The data generates a simulation representing weather from any of the international locations by turning the individual tiles on and off in a certain pattern. The simulation is displayed within the cloud sculpture, as well as on a dynamic display at eye level in the airport terminal. This impressive display has spawned other such large-scale projects fed by IoT data in different contexts.

Of greater interest perhaps for the IoT world itself is work by more technical artists looking at cross disciplinary applications where the artworks themselves become connected and function as IoAT devices. Among promoters of the IoAT in this context is Sean Clark, a UK artist and curator, who is also founder and managing director of web/mobile developer Cuttlefish, as well as director of Leicester based arts company Interact Digital Arts.
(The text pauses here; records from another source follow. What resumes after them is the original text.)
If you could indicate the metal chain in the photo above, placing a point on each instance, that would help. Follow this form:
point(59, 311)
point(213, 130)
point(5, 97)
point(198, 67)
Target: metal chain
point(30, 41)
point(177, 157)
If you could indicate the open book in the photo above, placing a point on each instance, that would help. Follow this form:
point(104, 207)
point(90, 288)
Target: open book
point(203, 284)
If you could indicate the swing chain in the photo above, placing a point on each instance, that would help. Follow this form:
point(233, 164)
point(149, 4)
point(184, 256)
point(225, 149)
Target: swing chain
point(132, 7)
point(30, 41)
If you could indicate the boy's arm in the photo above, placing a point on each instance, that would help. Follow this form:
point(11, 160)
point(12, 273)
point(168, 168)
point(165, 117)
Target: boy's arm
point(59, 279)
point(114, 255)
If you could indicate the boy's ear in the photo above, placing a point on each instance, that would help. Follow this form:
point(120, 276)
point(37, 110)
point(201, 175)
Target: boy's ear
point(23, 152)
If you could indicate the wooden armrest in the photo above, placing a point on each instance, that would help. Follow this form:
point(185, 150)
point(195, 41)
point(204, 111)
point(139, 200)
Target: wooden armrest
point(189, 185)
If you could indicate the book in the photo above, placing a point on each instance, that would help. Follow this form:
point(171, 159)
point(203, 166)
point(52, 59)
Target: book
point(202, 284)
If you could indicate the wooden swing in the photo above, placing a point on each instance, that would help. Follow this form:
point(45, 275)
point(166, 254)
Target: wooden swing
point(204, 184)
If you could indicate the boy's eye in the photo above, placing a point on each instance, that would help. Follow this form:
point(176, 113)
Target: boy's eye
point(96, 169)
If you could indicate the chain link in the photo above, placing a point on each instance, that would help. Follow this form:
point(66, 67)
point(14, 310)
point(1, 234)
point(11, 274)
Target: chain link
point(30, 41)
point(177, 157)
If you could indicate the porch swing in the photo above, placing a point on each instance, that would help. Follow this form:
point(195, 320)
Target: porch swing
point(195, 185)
Clark argues that the IoT and AI should be seen not as digital substitutes for the creative process but new tools to enhance it, so that art continues to be made by human hands and brains. He has been working in what he calls an IoAT infrastructure featuring a new message broker based on Message Queue Telemetry Transport (MQTT), the ISO publish and subscribe protocol. Messages, says Clark, can then be transmitted between artworks and associated software processes as connected things, spawning new ideas not just for collaboration but also installations and assemblies created by individuals.

These are early days and Clark does not spell out which components would be connected but does argue that MQTT will provide a major stimulus not just for the IoAT but the IoT in general, just as Apache did for the World Wide Web from 1996 onwards, driving it into the public domain. So it could be this Christie’s sale may turn out to be just a side show or curiosity before the IoT and AI combine to achieve a much more radical transformation more in harmony with the human creative process.